The output is 8 as expected. My questions:

  • Why the output is correct?
  • Is the code like this correct? If not, are there any other ways to implement coalescence of two memory chunks?

UPDATE: All methods work correctly. eg this would work:

ss->setVar(54);
cout << ss->getVar();

The output is 54.

UPDATE 2: First of all, my task is not to request a new memory block from OS for instantiating an object, but to give it from a linked list of free blocks(that were allocated when starting a program). My problem is that I can have polymorphic objects with different sizes, and don't know how to split memory blocks, or merge (that is what I understand by merging or coalescing chunks) them (if allocation is requested) effectively.

There's a number of misunderstandings apparent here

char *pz = new char[sizeof(IntObj) * 2];  // fine
char *pz2 = &pz[sizeof(IntObj)];          // fine
char *pz3 = new char[sizeof(IntObj) / 2]; // fine
char **pzz = &pz2;                        // fine
pzz[sizeof(IntObj)] = pz3;                // bad

pzz is a pointer that is pointing to only a single char* , which is the variable pz2 . Meaning that any access or modification past pzz[0] is undefined behavior (very bad). You're likely modifying the contents of some other variable.
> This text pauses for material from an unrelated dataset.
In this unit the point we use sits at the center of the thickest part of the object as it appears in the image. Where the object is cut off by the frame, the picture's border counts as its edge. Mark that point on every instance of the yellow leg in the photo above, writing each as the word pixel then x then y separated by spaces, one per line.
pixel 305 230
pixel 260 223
new (&pzz) IntObj; // questionable

This is constructing an IntObj in the space of the variable pzz , not where pzz is pointing to. The constructor of course sets a to 8 thereby stomping on the contents of pzz (it won't be pointing to pz2 anymore). I'm uncertain if this in-and-of-itself is undefined behavior (since there would be room for a whole IntObj ), but using it certainly is:

IntObj *ss = reinterpret_cast<IntObj *>(&pzz); // bad

This violates the strict-aliasing rule. While the standard is generous for char* aliases, it does not allow char** to IntObj* aliases. This exhibits more undefined behavior.

If your question comes down to whether or not you can use two independent and contiguous blocks of memory as a single block then no, you cannot.